O artigo aborda a problemática das prisões preventivas no contexto do processo penal brasileiro, fazendo uma crítica à utilização dessas medidas como instrumentos de pressão para obtenção de confissões, alusões a práticas inquisitoriais medievais e suas implicações na preservação dos direitos constitucionais dos acusados.

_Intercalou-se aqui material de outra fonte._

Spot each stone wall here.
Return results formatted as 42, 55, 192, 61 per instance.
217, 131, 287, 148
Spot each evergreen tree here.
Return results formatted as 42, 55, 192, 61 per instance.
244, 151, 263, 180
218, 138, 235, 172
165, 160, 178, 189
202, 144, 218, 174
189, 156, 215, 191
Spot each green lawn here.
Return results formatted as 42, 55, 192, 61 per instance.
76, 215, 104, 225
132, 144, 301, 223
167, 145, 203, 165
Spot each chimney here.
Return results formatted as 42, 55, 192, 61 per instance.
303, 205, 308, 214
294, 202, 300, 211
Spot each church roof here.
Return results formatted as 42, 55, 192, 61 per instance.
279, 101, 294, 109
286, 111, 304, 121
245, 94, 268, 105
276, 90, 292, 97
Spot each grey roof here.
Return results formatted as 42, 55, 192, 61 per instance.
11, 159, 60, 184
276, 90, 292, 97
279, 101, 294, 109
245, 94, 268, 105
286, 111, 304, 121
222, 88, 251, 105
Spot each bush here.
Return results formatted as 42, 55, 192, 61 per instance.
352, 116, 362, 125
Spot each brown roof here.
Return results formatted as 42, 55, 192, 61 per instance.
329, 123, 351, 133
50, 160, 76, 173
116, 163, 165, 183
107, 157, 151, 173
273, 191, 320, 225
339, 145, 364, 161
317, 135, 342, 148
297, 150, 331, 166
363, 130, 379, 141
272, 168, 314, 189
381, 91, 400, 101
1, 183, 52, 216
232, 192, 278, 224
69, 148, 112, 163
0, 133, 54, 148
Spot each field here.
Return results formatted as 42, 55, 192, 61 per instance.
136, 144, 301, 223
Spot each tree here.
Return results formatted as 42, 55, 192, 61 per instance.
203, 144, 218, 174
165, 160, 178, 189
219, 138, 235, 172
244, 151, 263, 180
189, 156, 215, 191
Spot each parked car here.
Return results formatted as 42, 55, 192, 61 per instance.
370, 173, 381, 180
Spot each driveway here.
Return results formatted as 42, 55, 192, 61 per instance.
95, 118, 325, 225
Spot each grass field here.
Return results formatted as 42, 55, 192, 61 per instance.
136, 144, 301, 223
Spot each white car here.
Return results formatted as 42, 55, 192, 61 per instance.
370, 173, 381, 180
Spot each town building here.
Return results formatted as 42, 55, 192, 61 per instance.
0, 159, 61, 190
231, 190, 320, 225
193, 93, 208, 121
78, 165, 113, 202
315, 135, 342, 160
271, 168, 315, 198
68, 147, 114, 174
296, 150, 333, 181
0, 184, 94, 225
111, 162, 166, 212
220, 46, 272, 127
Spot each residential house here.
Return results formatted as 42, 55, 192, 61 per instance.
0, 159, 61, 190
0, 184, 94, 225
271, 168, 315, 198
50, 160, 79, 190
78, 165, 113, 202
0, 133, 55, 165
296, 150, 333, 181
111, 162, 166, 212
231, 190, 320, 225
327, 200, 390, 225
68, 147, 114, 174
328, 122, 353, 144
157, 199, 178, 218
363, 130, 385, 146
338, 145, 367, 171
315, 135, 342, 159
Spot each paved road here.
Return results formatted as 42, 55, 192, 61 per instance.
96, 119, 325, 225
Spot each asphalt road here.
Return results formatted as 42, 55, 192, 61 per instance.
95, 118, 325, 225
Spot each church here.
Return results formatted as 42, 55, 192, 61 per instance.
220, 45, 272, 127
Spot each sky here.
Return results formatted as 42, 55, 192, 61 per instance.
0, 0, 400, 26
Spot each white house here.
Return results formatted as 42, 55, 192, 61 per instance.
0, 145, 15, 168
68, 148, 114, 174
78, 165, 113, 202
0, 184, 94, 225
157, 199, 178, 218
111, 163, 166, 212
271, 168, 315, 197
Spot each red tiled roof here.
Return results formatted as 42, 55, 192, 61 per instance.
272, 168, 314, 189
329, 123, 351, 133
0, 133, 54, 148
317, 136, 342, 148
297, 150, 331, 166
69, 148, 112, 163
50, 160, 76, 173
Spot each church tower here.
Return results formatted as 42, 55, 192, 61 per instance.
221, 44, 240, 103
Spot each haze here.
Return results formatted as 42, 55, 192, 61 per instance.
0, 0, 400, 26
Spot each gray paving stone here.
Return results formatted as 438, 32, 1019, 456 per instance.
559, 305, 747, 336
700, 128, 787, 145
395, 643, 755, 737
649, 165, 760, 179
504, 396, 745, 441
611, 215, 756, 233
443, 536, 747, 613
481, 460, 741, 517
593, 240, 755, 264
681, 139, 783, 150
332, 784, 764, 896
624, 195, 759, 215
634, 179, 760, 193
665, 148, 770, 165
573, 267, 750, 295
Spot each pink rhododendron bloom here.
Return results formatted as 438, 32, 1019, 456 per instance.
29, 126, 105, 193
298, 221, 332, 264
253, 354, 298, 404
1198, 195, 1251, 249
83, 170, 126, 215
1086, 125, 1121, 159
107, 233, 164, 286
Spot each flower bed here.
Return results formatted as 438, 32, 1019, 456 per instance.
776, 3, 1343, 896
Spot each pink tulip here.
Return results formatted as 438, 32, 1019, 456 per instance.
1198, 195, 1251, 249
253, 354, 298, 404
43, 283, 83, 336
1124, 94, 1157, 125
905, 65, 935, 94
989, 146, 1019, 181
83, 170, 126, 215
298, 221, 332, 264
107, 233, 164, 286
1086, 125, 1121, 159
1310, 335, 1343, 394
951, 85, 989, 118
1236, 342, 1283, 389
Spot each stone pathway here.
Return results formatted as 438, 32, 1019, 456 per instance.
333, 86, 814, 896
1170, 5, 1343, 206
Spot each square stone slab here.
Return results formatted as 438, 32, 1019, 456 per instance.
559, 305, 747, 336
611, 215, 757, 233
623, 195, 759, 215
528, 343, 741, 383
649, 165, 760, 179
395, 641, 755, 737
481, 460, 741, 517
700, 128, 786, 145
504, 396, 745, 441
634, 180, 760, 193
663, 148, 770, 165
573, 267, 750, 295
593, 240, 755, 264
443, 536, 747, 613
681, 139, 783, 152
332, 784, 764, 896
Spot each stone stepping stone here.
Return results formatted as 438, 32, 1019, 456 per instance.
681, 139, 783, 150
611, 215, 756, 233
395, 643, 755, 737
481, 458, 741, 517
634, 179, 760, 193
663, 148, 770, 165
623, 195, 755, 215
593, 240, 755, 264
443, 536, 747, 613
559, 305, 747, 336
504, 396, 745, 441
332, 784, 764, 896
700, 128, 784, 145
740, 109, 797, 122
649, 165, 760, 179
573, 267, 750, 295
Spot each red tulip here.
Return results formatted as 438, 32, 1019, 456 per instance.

Começa com uma reflexão sobre a operação Lava Jato e o uso da prisão provisória como forma de incentivar a colaboração do réu, traçando um paralelo com a antiga redação do Código de Processo Penal que permitia a interpretação do silêncio em prejudício da defesa. O autor menciona a necessidade de evitar a busca excessiva pela confissão, ressaltando que essa prática pode macular a presunção de inocência e contrapõe essa abordagem à concepção do silêncio como um direito do acusado. Além disso, o texto critica a ideia de "verdade real" na justiça penal, apontando que essa busca pode levar ao uso de torturas e à violação do devido processo legal.
A menção ao "doping processual" destaca a desigualdade entre a defesa e a acusação. Por fim, enfatiza a importância de “constitucionalizar” o processo penal, defendendo o princípio do "in dubio pro reo" como um baluarte da justiça e conclama à proteção dos direitos fundamentais, ressaltando que todos merecem o devido processo legal.
Tópicos do artigo
Principais pontos desenvolvidos no texto original
Principais tópicos abordados no artigo "O processo penal medievalesco e o risco do silêncio" por Maurilio Casas Maia.
- Introdução à Operação Lava Jato: Discussão sobre o impacto da Operação Lava Jato no sistema penal e a questão da prisão provisória como estímulo à confissão.
- Prática inquisitorial: Análise crítica da busca pela confissão no processo penal atual, comparando-a com práticas medievais.
- Alterações no Código de Processo Penal: Debate sobre a inconstitucionalidade do uso do silêncio do acusado contra ele, devido à redação do artigo 186 do CPP.
- Conceito de "doping processual": Discussão sobre como o uso de prisões provisórias pode gerar desigualdade entre acusação e defesa.
- Direito ao silêncio e presunção de inocência: Enfatização da importância do direito do acusado de permanecer em silêncio, respeitando a presunção de inocência.
- Critica ao "in dubio pro hell": Reflexão sobre a adoção de uma visão punitivista e a necessidade de rescindir essa perspectiva em favor do "in dubio pro reo".
- Práticas de tortura psicológica: Exame das repercussões psicológicas das prisões provisórias e suas implicações na busca da verdade real.
- Visão contramajoritária do Processo Penal: Crítica ao uso da prisão em nome de fins políticos ou midiáticos e a necessidade de ponderação entre direitos e medidas cautelares.
- Defesa do devido processo legal: Reafirmação de que todos os indivíduos têm direito ao devido processo, independentemente de serem inocentes ou culpados.
- Conclusão e proposta de reflexão: Chamado à constitucionalização das práticas processuais, enfatizando a importância da proteção dos direitos fundamentais no sistema penal brasileiro.